How-To: Inspect Cluster State

Applications written on top of Ray will often want to have some information or diagnostics about the cluster. Some common questions include:

  1. How many nodes are in my autoscaling cluster?
  2. What resources are currently available in my cluster, both used and total?
  3. What are the objects currently in my cluster?

For this, you can use the global state API.

Context: Ray Processes

For context, when using Ray, several processes are involved.

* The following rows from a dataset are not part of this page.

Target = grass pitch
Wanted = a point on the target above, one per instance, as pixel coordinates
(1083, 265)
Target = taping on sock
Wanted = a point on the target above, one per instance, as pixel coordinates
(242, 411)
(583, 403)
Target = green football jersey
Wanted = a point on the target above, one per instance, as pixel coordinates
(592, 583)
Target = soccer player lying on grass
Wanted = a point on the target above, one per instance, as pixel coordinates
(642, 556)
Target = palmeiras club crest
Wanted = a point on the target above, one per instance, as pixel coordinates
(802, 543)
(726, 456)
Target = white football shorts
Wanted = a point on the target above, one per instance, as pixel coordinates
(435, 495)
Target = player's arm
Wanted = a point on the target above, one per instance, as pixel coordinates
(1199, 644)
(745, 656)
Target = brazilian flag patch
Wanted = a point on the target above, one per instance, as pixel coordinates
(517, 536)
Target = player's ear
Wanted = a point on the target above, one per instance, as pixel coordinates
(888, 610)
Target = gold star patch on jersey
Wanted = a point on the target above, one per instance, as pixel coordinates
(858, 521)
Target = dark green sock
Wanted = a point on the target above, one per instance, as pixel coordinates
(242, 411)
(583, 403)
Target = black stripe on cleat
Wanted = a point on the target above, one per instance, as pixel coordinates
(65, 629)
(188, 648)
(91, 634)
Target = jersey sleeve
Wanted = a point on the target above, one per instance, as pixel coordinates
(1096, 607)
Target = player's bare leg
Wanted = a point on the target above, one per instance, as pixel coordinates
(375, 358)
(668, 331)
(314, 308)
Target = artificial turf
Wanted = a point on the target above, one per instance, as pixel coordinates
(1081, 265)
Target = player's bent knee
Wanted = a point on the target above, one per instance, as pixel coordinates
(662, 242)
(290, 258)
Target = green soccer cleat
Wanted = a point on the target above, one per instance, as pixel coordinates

  • Multiple worker processes execute tasks and store results in object stores. Each worker is a separate process.
  • One object store per node stores immutable objects in shared memory and allows workers to efficiently share objects on the same node with minimal copying and deserialization.
  • One raylet per node assigns tasks to workers on the same node.
  • A driver is the Python process that the user controls. For example, if the user is running a script or using a Python shell, then the driver is the Python process that runs the script or the shell. A driver is similar to a worker in that it can submit tasks to its raylet and get objects from the object store, but it is different in that the raylet will not assign tasks to the driver to be executed.
  • A Redis server maintains much of the system’s state. For example, it keeps track of which objects live on which machines and of the task specifications (but not data). It can also be queried directly for debugging purposes.

Node Information

To get information about the current nodes in your cluster, you can use ray.nodes():

ray.nodes()[source]

Get a list of the nodes in the cluster.

Returns:Information about the Ray clients in the cluster.
>>> import ray
>>> ray.init()
>>> ray.nodes()
[{'ClientID': 'a9e430719685f3862ed7ba411259d4138f8afb1e',
  'IsInsertion': True,
  'NodeManagerAddress': '192.168.19.108',
  'NodeManagerPort': 37428,
  'ObjectManagerPort': 43415,
  'ObjectStoreSocketName': '/tmp/ray/session_2019-07-28_17-03-53_955034_24883/sockets/plasma_store',
  'RayletSocketName': '/tmp/ray/session_2019-07-28_17-03-53_955034_24883/sockets/raylet',
  'Resources': {'CPU': 4.0},
  'alive': True}]

The above information includes:

  • ClientID: A unique identifier for the raylet.
  • alive: Whether the node is still alive.
  • NodeManagerAddress: PrivateIP of the node that the raylet is on.
  • Resources: The total resource capacity on the node.

Resource Information

To get information about the current total resource capacity of your cluster, you can use ray.cluster_resources().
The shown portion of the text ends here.